By allowing ads to appear on this site, you support the local businesses who, in turn, support great local journalism.
Women’s care focus of new hospital shop
Store offers products for moms, cancer survivors
womens0219
Reita Snipes, left, and Beth Allen look through a magazine displaying options women can choose from at Northside Hospital-Forsyth's new shop, A Woman's Place.
At a glance

A Woman’s Place is open in the women’s center at Northside Hospital-Forsyth. Consultations and fittings are available by appointment only on Mondays, Wednesdays and Fridays. Contact: (770) 292-2029.
There’s help and understanding in store for new mothers and breast cancer survivors at Northside Hospital-Forsyth.

Modeled after the success of the location in the hospital’s main campus in Atlanta, A Woman’s Place offers maternity and oncology essentials.

Among them are nursing bras and breast-feeding pillows for new mothers, and prosthesis and mastectomy bras for breast cancer survivors.

“It’s a private, very soothing setting,” said Beth Allen, manager of A Woman’s Place. “It’s the same quality service we offer in Atlanta and it’s in a one-on-one consultation room.”

Located in the hospital’s women’s center, the local store is small. But as demand increases, Allen expects it to eventually rival the 1,700-square-foot site on the Atlanta campus, complete with wigs and a full lactation center.

“In the future, we’ll be able to offer the full breadth of products,” she said. “It’s two rooms now that we’re using and ... we try to make it a very relaxing and calming space that’s decorated nicely.”

The Atlanta location opened in 1998. Allen said Northside was one of the first hospitals in the country to offer post-recovery products.

“There wasn’t anybody else that was doing the full comprehensive package,” she said “There wasn’t anyone in the country that was doing what we were doing.
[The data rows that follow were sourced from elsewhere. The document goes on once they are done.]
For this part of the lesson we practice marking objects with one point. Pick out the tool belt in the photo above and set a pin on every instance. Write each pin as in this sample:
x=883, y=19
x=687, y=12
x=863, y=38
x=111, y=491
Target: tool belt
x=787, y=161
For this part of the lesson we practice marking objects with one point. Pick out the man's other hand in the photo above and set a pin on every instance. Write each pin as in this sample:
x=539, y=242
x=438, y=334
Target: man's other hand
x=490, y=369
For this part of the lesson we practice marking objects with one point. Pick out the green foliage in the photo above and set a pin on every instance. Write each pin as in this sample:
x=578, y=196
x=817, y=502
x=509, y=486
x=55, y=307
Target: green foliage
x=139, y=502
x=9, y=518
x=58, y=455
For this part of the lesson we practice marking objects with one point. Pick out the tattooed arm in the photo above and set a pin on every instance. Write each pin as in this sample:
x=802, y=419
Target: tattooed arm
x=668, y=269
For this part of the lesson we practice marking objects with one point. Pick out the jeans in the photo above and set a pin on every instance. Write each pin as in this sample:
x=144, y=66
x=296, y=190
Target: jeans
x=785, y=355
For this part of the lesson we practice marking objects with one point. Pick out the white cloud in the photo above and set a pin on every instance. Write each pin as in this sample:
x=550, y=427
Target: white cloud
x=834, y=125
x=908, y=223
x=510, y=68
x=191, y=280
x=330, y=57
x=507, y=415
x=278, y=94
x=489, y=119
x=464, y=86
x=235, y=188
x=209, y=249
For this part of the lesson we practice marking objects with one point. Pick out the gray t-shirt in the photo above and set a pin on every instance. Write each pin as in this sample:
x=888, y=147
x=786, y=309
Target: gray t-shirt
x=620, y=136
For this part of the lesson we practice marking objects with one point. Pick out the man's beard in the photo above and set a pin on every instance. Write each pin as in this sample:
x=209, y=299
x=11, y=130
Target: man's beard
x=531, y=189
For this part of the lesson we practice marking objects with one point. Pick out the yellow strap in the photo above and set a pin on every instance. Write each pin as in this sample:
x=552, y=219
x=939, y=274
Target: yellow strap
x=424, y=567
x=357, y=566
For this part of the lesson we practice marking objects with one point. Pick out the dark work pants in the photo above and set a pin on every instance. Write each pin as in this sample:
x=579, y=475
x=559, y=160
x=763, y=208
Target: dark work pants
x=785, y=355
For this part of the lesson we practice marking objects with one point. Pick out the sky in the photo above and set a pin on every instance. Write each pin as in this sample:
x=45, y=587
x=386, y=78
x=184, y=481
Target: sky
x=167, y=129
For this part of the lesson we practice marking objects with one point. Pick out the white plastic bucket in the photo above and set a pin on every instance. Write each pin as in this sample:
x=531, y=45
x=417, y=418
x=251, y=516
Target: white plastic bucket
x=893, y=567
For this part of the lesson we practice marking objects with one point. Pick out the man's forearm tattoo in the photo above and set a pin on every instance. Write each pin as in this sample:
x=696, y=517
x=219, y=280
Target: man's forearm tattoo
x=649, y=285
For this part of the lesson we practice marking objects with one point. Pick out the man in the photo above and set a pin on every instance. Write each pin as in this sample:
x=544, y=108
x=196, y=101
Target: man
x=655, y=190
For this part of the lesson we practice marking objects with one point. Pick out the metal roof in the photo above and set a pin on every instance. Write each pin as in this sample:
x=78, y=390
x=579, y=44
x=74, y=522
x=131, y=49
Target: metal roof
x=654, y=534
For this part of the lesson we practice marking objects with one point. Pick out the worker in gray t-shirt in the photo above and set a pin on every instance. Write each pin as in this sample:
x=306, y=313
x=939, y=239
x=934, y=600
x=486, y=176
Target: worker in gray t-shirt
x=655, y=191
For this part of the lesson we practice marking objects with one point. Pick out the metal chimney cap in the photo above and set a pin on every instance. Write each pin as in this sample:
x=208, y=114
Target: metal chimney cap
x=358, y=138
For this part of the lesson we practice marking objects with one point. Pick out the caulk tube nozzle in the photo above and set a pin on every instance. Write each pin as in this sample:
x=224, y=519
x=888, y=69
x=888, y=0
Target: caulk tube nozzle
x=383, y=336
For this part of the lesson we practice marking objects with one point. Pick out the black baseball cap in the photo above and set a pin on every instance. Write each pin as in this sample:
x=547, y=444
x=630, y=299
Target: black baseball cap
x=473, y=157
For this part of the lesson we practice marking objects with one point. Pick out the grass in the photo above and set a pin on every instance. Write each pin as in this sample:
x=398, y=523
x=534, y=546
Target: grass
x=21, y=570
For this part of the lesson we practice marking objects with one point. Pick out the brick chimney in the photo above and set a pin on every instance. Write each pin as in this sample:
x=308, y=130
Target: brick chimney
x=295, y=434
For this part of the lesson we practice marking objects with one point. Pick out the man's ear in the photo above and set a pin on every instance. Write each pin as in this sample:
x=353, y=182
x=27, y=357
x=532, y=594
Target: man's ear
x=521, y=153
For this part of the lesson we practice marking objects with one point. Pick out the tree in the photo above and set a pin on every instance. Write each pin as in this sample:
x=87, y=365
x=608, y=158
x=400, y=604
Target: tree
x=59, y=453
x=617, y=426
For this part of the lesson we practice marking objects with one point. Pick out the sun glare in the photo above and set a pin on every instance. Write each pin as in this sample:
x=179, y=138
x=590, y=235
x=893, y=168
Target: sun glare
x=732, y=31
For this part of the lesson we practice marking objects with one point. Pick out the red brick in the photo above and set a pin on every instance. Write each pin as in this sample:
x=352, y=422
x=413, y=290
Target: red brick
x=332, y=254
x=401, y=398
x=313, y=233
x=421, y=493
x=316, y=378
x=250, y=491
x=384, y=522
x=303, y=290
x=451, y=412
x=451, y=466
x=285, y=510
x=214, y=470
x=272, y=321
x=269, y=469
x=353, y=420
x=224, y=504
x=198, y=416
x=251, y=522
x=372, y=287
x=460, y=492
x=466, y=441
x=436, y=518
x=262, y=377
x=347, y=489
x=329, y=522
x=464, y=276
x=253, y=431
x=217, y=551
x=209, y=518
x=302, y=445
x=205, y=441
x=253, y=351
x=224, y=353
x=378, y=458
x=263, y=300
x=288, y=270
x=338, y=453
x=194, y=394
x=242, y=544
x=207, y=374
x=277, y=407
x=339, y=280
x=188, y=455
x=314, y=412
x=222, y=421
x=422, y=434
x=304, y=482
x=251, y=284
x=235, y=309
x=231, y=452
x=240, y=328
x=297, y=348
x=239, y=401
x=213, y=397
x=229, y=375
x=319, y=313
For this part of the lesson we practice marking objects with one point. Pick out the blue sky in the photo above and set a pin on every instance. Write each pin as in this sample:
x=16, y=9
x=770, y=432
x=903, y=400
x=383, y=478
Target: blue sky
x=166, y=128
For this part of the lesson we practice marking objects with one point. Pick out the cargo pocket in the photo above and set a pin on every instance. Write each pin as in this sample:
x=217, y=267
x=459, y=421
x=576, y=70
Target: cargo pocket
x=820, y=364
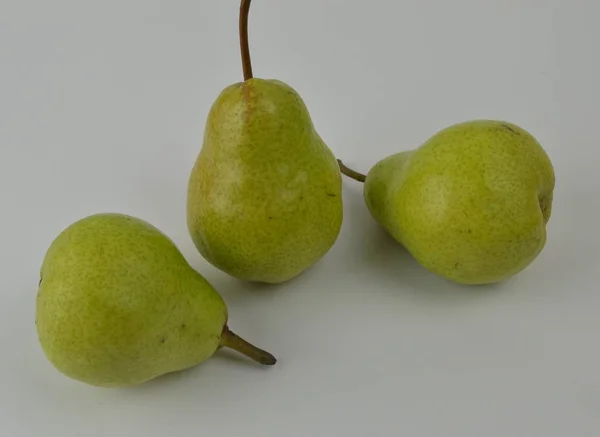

And now there are a lot of hospitals that have emulated the same model.”

Northside staff members study which products best meet patient needs, carry all major vendors and do the legwork on screening products. That’s why the Atlanta campus has built such trust among its patients, Allen said.

But more than the products sold, she said, the women have a personal connection to the hospital and staff.

Reita Snipes, a certified mastectomy fitter, has worked at the Atlanta location since the beginning and will help man the Forsyth site.

She makes the daily drive from her home in Dahlonega to offer breast cancer survivors two things she didn’t have when first diagnosed — understanding and compassion.

“I was fitted in the back of a crafts store for my prosthesis, my first one,” she said. “[A customer’s] mannerism changes immediately when I tell them I’m a survivor.

“Because when you’re going through this, that just makes a difference because you know somebody knows how you really feel.”

With the Internet, women have the option of shopping online for similar products.

For Allen and Snipes, however, personal contact, making sure products fit and feel right, and learning how to care for and properly use them are features a customer can’t add to an online shopping cart.

“So many women will tell us it is so nice to have the education along with the products so they really understand and they know what their options are,” Allen said. “It’s the continuity of care. It’s so basic to make sure you’re extending the care past the primary surgery.”

Allen said Snipes is an inspiration to her and the women who’ve sought her out over the years.

For Snipes, it’s a job she loves doing.

“When they’ve had a mastectomy, as I very well know, you just feel broken,” she said. “And a lot of people, when they come to me, that’s the way they come in.

“But when I’m able to put a smile on their face and put them back together again, that’s very rewarding.”